9 Replies Latest reply: Jun 16, 2010 3:16 PM by 843853 RSS

    String matching algorithm

    843853
      Hi,
      I was wondering if there was a string matching algorithm which I could use to do the following. I have a ArrayList of strings that I would like to be parsed. I would like to pass a string to the algorithm which would return either the single string that matches exactly the value passed in OR a list of strings that best matches it. I feel like I am asking a lot here...

      Hope you can help,
      Paul.
        • 1. Re: String matching algorithm
          843853
          You could use the [Levenshtein algorithm|http://en.wikipedia.org/wiki/Levenshtein_distance] to rank the words. Easy to implement.
          • 2. Re: String matching algorithm
            843853
            Hi,
            Thanks for that. I did some searching on the net and found this which people might find interesting and useful. It also has the java implementation for it too.

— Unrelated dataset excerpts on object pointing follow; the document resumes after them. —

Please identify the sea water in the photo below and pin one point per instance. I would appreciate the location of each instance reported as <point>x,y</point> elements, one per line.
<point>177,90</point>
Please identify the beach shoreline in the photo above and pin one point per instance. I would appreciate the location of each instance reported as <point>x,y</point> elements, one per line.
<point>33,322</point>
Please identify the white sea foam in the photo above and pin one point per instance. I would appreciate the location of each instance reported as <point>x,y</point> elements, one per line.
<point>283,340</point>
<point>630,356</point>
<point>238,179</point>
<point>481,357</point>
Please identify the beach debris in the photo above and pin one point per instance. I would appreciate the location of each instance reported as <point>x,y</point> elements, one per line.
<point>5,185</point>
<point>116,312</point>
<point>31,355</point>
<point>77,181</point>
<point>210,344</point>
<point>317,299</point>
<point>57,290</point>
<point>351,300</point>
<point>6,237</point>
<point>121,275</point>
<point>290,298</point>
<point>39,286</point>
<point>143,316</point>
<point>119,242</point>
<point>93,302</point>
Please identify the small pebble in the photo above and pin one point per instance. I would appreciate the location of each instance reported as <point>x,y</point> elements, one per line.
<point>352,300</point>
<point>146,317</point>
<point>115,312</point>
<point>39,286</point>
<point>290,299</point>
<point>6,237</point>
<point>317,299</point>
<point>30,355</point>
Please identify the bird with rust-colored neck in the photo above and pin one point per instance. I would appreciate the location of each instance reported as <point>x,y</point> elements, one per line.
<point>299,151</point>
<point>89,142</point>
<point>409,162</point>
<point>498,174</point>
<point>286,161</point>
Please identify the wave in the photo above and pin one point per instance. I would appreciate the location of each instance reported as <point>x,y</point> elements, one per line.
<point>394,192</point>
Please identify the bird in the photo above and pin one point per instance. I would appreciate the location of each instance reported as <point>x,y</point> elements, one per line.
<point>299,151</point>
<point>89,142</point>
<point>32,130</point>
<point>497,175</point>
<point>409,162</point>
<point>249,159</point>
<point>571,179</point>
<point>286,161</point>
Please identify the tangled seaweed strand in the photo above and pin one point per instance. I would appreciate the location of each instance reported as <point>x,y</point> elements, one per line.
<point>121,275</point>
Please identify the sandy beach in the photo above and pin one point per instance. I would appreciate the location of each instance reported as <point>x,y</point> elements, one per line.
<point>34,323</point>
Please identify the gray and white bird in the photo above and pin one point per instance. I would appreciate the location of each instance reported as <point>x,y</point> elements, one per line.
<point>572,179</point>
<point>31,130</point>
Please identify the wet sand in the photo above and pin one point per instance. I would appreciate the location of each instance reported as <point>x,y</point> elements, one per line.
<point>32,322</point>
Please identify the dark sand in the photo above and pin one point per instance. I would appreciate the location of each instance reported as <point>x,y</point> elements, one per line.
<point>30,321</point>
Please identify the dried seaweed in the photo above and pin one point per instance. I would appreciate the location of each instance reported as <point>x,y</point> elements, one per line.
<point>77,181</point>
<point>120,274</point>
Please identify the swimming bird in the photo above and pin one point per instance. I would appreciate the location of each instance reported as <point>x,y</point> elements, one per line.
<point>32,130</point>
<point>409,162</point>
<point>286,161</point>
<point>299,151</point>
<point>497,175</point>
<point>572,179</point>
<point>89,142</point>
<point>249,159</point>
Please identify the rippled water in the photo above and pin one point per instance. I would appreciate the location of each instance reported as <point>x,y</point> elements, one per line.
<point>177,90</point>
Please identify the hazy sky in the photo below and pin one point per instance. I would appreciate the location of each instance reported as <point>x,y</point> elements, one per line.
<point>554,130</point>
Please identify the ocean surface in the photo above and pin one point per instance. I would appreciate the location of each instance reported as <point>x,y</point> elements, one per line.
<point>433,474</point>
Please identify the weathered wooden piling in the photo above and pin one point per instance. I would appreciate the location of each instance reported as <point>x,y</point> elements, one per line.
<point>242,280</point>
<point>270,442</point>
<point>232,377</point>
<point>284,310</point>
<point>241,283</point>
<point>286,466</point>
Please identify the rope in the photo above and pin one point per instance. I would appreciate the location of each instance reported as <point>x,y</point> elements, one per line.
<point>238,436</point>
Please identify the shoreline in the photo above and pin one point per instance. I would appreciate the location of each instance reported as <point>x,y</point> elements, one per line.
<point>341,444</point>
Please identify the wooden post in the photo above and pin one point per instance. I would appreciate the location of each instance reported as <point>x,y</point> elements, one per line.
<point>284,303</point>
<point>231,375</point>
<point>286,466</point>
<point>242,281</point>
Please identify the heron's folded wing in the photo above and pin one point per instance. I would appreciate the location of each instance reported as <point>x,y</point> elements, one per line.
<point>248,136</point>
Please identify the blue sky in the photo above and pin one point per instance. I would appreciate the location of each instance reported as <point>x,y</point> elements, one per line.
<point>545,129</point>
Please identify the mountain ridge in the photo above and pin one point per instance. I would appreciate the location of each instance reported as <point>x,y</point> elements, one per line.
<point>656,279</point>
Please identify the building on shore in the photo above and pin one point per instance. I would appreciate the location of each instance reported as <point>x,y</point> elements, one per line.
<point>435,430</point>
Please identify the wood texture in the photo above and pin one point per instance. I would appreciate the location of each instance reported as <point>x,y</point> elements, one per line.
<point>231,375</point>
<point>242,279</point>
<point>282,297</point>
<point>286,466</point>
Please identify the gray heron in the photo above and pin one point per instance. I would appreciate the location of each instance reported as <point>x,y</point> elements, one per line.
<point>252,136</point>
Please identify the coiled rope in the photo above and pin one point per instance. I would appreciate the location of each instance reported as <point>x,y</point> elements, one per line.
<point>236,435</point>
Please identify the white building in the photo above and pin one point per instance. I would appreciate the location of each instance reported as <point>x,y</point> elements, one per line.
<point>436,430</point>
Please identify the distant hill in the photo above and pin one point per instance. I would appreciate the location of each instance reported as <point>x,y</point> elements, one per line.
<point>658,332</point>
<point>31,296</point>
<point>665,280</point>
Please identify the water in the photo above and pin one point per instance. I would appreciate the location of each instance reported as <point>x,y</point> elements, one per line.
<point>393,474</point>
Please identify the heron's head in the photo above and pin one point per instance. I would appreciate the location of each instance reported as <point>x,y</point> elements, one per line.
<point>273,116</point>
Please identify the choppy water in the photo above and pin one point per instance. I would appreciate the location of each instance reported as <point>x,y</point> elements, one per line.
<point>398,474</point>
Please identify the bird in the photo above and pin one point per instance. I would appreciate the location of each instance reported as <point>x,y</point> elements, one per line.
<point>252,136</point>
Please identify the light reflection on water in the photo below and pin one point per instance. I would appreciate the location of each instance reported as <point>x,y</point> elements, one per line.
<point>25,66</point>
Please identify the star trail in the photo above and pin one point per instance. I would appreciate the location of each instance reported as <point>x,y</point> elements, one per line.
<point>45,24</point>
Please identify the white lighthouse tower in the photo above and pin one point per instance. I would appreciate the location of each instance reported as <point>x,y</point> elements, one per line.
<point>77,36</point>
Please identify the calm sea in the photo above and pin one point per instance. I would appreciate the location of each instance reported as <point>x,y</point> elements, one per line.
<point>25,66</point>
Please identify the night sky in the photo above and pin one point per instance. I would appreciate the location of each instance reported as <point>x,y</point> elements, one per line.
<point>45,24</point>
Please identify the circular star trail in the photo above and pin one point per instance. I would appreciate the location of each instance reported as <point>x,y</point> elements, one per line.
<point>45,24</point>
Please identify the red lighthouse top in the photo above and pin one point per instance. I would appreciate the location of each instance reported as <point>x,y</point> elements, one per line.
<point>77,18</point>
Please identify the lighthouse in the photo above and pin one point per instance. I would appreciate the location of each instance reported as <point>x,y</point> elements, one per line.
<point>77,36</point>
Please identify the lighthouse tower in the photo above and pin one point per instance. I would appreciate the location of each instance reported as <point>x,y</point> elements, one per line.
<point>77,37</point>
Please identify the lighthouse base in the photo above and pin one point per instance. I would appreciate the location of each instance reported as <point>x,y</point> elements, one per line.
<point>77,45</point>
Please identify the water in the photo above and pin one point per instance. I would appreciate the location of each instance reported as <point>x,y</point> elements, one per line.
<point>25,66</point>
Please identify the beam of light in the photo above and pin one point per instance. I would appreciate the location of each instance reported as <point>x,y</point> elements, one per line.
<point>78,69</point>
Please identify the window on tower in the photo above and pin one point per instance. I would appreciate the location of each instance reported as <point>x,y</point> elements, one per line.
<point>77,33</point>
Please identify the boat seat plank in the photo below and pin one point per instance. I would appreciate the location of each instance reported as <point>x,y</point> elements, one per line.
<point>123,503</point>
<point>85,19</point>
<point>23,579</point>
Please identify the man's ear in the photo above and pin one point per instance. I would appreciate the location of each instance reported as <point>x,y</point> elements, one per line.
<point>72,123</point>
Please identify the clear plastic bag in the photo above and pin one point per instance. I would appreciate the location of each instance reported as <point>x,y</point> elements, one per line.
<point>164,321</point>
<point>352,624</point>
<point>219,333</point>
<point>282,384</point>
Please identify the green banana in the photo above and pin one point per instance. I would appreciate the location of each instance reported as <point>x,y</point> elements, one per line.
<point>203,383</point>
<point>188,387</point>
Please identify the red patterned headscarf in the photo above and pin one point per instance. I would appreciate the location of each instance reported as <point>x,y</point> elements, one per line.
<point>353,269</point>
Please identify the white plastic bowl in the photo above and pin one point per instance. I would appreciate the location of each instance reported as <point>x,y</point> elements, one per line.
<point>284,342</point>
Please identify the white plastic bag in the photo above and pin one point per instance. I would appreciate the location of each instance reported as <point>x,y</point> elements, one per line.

            http://en.wikipedia.org/wiki/Levenshtein_distance

            Initially the alogrithm seemed perfect : ) Then I started to put in strange test string in(which are real user inputs) and it started to fail. My string can contain spaces as well.

            Maybe if I split the strings up and recursively go through the combination, to end up with best fit would be idea...

            Cheers,
            Paul
            • 3. Re: String matching algorithm
              DrClap
              paul_b wrote:
              Initially the alogrithm seemed perfect : ) Then I started to put in strange test string in(which are real user inputs) and it started to fail.
              Fail? No, that just means that your criteria for "close" are different than Levenshtein's criteria.
              • 4. Re: String matching algorithm
                843853
                paul_b wrote:
                Hi,
                Thanks for that. I did some searching on the net and found this which people might find interesting and useful. It also has the java implementation for it too.

                http://en.wikipedia.org/wiki/Levenshtein_distance
                Err ... that is the link I gave you!

                >
                Initially the alogrithm seemed perfect : ) Then I started to put in strange test string in(which are real user inputs) and it started to fail.
                Then you need to provide a metric.
                My string can contain spaces as well.
                So what?

                >
                Maybe if I split the strings up and recursively go through the combination, to end up with best fit would be idea...

                Cheers,
                Paul
                • 5. Re: String matching algorithm
                  843853
                  Yes. You are correct. This should have been the link:

                  http://en.wikibooks.org/wiki/Algorithm_Implementation/Strings/Levenshtein_distance
                  • 6. Re: String matching algorithm
                    843853
                    Hi,
                    Just coming back to this and wondering if there are any better algorithms that would be more suited to my needs?
                    • 7. Re: String matching algorithm
                      DrClap
                      paul_b wrote:
                      Hi,
                      Just coming back to this and wondering if there are any better algorithms that would be more suited to my needs?
                      That depends on what you mean by "are". If you are asking whether somebody has designed any algorithm which suits your undocumented needs in a better way than the Levenshtein algorithm, then probably not. On the other hand I don't know what your needs are so I could be wrong.

                      Of course you could always design your own algorithm, after which it would automatically be a better algorithm which would be more suited to your needs. However that assumes you have a precise specification of what your needs are. I suspect you just have a gut feeling about what's a good string match and what's a bad string match. And if that's the case you would have to try to document exactly what's a good match before you can start asking about which algorithm is better for you.

                      Looking at existing algorithms (e.g. Levenshtein) is a perfectly good way of clarifying your requirements, but you do have to sit down and say "No, Algorithm X says that's a good match but it isn't a good match BECAUSE..."
                      • 8. This Thread is now moved
                        791266
                        Note: This thread was originally posted in the [Collections: Lists, Sets, and Maps|http://forums.sun.com/forum.jspa?forumID=24] forum, but moved to this forum for closer topic alignment.
                        • 9. Re: This Thread is now moved
                          843853
                          could you not take a look at the boyer moore algorithm

                          http://en.wikipedia.org/wiki/Boyer%E2%80%93Moore_string_search_algorithm

                          and adapt it so that when you create the tables you also asign a counter, meaning for every potential comparison, if you dont get a full match you can define the comparison a weighting, which you can then use for some sort of use for close but not perfect matches

                          just throwing an idea out there, it may be useless!